Incremental Hacker Forum Exploit Collection and Classification for Proactive Cyber Threat Intelligence: An Exploratory Study (original) (raw)
2018, 2018 IEEE International Conference on Intelligence and Security Informatics (ISI)
Cyber threats have emerged as a key societal concern. To counter the growing threat of cyber-attacks, organizations, in recent years, have begun investing heavily in developing Cyber Threat Intelligence (CTI). Fundamentally a data driven process, many organizations have traditionally collected and analyzed data from internal log files, resulting in reactive CTI. The online hacker community can offer significant proactive CTI value by alerting organizations to threats they were not previously aware of. Amongst various platforms, forums provide the richest metadata, data permanence, and tens of thousands of freely available Tools, Techniques, and Procedures (TTP). However, forums often employ anti-crawling measures such as authentication, throttling, and obfuscation.
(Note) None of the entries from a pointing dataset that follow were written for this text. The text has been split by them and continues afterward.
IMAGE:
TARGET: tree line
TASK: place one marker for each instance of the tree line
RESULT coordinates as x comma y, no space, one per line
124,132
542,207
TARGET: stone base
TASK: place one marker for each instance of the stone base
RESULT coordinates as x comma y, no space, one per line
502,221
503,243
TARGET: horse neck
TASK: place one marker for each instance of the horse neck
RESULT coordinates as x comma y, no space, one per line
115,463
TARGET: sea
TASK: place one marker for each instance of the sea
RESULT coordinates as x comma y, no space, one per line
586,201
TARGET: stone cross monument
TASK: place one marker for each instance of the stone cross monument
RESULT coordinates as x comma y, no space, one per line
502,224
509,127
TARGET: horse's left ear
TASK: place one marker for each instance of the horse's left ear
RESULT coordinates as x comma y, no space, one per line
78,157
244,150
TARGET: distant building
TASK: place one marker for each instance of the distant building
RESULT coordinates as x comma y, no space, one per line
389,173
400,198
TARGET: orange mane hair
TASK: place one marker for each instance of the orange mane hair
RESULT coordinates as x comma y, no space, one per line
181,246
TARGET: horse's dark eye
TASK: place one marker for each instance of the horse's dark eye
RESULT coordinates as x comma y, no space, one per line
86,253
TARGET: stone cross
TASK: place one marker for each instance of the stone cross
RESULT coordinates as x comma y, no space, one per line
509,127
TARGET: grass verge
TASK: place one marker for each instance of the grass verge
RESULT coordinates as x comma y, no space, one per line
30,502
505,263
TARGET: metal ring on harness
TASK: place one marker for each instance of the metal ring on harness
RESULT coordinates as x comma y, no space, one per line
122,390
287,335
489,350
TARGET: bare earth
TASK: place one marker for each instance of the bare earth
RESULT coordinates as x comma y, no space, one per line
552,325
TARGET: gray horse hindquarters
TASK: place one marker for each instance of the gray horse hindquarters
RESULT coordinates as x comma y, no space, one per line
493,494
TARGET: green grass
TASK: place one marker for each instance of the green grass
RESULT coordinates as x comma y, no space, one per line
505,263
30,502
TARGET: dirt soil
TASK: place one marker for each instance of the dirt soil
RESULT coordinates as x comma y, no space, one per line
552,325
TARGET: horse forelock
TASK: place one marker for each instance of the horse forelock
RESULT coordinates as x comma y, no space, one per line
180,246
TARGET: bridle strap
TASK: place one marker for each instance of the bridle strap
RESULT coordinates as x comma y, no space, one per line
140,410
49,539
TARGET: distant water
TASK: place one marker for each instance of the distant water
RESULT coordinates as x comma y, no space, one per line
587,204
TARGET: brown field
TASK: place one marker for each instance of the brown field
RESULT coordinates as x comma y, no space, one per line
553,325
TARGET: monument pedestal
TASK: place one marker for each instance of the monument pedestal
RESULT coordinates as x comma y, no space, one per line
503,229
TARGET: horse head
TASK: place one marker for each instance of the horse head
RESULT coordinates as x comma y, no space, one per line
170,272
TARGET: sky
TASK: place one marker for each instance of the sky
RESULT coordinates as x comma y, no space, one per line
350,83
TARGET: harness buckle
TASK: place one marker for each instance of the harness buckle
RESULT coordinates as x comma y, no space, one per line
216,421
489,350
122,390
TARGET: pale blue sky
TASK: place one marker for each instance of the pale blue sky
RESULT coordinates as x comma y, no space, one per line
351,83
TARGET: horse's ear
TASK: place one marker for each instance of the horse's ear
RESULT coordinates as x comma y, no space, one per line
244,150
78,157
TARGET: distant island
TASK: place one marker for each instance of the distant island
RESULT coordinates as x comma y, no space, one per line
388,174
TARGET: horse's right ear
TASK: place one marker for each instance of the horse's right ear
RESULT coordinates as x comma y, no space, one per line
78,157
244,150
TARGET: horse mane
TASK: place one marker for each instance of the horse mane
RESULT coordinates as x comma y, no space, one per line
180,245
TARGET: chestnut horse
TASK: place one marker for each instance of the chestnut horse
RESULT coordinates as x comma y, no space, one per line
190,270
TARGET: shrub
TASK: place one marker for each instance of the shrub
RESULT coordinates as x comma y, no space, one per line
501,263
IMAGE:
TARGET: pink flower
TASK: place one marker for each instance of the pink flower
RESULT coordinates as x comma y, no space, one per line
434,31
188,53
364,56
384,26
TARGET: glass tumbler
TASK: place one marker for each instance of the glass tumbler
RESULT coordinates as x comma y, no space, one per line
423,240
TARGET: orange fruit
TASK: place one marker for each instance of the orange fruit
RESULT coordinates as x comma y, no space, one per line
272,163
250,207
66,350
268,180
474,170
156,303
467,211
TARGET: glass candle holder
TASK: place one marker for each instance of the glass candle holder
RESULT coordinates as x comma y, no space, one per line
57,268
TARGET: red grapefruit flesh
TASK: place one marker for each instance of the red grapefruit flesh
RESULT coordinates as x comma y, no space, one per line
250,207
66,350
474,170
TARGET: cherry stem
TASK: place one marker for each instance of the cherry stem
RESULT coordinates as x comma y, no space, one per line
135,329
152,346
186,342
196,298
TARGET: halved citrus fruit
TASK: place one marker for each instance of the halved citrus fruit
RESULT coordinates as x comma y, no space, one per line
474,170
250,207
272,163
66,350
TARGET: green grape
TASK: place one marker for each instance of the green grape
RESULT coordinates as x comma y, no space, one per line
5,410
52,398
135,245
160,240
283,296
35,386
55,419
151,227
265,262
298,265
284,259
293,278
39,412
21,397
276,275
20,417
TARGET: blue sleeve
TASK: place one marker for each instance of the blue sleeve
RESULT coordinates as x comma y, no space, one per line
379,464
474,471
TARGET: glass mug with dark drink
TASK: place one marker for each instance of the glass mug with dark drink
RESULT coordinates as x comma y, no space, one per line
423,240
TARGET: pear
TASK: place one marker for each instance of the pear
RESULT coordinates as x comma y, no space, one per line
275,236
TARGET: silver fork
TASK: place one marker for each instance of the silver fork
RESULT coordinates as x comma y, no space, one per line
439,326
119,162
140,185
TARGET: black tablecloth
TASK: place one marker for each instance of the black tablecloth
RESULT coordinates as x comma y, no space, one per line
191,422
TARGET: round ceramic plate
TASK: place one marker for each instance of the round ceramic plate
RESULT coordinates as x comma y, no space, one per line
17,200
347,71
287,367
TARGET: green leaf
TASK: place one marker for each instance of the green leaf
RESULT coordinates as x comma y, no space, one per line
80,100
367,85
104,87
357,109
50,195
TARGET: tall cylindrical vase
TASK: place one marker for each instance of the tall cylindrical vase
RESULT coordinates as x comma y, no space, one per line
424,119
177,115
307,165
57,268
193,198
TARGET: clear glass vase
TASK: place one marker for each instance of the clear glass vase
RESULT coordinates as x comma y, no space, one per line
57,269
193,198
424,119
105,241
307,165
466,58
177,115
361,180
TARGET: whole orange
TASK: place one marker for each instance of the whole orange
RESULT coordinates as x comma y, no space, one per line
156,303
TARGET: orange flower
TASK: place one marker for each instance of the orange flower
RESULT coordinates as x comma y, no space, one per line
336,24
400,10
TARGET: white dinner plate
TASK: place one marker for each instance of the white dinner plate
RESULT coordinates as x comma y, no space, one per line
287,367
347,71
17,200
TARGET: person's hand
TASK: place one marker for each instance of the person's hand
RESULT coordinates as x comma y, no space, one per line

Such limitations have restricted many researchers to batch collections. This exploratory study aims to (1) design a novel web crawler augmented with numerous anti-crawling countermeasures to collect hacker exploits on an ongoing basis, (2) employ a state-of-the-art deep learning approach, Long Short-Term Memory (LSTM) Recurrent Neural Network (RNN), to automatically classify exploits into pre-defined categories onthe-fly, and (3) develop interactive visualizations enabling CTI practitioners and researchers to explore collected exploits for proactive, timely CTI. The results of this study indicate, among other findings, that system and network exploits are shared significantly more than other exploit types.